Turns out, the risks are immense. This year alone, giants in the tech, banking, and defense sectors have been hacked and lost confidential customer data and top-secret information at the hands of cybercriminals.

What You Need to Know

According to research by the National Cyber Security Alliance, two in three small businesses say their operations are dependent on the Internet daily; meanwhile, more than three-quarters do not have a formal written security policy for employees, nearly half of owners surveyed don't provide Internet safety training, and only half completely wipe their machines of data before disposal. And now, the convenience of doing business on mobile phones only adds to the risk.

From where I'm sitting in the heart of Silicon Valley, the idea of a central office is a relic of the past. Employees work from home, planes, and remote locations all over the world. Yet there are plenty of CEOs out there with remote and mobile teams who aren't aware of the growing threats they face. Because I own a security company, I'd encourage executives to educate their work force about the many risks that go along with working remotely.

I recently attended CTIA MobileCon in San Diego, where executives from multibillion-dollar companies such as Symantec and IBM presented on the importance for employees to secure their mobile devices and communications. The challenge is that employees now have both personal and corporate apps on their devices, making it critically important for IT departments to be able to lock down or erase corporate information should a smartphone be lost or infected by malware. Mobile is the future, and thus protecting smartphones and tablets is extremely important for corporations and individuals.

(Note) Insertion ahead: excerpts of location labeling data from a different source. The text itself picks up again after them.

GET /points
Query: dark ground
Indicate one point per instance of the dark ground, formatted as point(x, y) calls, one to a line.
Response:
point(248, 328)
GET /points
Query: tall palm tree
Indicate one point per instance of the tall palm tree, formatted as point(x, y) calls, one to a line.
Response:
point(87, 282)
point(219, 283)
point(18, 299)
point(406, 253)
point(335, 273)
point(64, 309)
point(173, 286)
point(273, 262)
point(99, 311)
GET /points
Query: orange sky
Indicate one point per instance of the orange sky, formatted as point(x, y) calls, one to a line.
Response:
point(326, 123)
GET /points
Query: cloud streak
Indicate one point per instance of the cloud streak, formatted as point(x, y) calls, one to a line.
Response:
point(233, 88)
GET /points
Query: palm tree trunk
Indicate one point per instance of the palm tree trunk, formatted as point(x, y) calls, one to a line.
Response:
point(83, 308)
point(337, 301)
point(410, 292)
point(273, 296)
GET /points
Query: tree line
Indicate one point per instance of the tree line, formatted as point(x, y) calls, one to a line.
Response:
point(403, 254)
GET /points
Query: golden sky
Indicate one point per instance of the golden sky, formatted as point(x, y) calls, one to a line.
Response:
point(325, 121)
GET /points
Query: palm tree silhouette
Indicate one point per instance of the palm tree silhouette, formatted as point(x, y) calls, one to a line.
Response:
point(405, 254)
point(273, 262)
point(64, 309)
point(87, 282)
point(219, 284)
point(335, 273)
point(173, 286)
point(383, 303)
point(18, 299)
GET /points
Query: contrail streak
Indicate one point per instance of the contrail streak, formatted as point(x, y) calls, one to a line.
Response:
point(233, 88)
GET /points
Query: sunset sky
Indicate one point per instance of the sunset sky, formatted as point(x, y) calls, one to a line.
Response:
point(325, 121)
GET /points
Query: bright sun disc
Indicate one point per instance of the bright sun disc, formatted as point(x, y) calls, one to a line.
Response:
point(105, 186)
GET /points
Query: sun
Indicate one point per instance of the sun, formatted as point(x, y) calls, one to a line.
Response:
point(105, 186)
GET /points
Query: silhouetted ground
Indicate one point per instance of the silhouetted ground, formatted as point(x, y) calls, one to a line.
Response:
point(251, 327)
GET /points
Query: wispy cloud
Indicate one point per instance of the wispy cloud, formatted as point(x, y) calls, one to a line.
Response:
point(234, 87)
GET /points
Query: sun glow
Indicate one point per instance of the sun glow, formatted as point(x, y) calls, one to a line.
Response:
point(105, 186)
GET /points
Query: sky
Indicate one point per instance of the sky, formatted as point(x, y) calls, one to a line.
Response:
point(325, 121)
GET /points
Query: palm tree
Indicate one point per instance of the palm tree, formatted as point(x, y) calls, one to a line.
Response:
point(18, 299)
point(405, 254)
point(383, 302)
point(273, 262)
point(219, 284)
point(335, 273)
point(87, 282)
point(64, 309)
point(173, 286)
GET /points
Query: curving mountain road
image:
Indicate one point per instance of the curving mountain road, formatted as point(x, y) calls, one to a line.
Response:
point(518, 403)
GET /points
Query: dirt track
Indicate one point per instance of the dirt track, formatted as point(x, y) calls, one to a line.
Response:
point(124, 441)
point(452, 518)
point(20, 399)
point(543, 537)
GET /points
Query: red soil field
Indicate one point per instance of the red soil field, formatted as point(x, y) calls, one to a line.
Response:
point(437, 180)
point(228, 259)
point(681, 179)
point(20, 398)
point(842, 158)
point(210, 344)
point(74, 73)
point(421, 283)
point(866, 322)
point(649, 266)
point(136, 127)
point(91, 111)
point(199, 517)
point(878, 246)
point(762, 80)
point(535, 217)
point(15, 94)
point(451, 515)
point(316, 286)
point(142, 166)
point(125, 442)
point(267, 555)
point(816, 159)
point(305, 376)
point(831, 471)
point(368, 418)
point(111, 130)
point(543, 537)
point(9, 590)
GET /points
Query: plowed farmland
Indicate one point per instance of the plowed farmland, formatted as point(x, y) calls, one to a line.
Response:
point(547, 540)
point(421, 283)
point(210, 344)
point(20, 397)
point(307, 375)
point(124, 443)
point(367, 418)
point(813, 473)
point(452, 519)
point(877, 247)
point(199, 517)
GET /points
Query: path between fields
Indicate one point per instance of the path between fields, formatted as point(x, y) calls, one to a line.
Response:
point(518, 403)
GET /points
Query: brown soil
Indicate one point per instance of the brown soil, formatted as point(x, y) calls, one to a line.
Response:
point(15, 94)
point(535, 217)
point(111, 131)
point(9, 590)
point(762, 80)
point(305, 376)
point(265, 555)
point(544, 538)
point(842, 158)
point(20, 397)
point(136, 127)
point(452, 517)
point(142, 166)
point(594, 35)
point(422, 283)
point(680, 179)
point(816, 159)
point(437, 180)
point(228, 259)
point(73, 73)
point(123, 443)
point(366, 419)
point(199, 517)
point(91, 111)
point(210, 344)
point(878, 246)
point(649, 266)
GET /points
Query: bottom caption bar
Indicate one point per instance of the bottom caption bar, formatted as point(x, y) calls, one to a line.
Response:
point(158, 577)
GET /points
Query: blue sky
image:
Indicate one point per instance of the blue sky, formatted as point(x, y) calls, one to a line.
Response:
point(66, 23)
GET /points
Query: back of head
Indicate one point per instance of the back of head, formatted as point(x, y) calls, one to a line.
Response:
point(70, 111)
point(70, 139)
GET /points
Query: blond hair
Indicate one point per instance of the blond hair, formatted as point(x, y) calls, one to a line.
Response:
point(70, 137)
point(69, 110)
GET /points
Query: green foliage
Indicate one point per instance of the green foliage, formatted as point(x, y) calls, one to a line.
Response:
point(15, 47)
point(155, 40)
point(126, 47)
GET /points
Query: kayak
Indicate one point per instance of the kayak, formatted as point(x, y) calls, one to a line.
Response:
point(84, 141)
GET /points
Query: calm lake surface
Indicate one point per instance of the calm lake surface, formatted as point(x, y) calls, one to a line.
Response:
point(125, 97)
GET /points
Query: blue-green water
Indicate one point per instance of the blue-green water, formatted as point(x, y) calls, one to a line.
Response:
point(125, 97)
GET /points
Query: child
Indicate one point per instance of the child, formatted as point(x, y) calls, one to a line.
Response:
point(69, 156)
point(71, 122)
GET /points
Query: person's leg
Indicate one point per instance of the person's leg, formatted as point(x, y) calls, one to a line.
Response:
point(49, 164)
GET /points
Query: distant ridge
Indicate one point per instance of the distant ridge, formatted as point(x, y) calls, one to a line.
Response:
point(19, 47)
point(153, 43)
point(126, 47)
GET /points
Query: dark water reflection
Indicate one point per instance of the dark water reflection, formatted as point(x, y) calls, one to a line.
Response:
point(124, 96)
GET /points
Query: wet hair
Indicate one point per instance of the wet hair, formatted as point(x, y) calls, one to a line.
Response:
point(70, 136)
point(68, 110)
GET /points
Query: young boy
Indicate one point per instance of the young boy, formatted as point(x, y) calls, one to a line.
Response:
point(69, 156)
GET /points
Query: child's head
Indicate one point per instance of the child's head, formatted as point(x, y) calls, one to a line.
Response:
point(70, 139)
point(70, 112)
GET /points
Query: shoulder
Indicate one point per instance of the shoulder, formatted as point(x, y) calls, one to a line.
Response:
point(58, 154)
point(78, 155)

If you don't know where to start, here are a few ideas:

Tech up

Make sure you have the latest technology on your computers and smartphones to proactively protect your apps, browsing, and identity online. Ensure that both your personal and corporate data are protected by using strong and up-to-date security tools, making yourself anonymous when you browse, and locking down Wi-Fi networks with a personal VPN. Whenever possible, protect your Web communications by conducting your business over HTTP(S) and using the latest malware protection technologies.

Lock down

Educate your employees about the importance of ensuring all data is under lock and key. Most people have antivirus protection on their devices, but what about the valuable information exchanged online that isn't protected by antivirus? From creating strong passwords and changing them often to using encryption tools that secure every webpage your employees visit, education and awareness are key.

Speak up

This month, devote a few extra minutes to helping others--your families, friends, and teams--understand how to stay private and secure online. See one of your team members surfing the Web without using a firewall or antivirus? Recommend your favorite one. Got a friend who's logging on to a free, unsecured hot spot to check his account balance? Remind him that can probably wait until later. We as a whole online community can spread awareness of cybersecurity. Do your part to take a stand against the bad guys.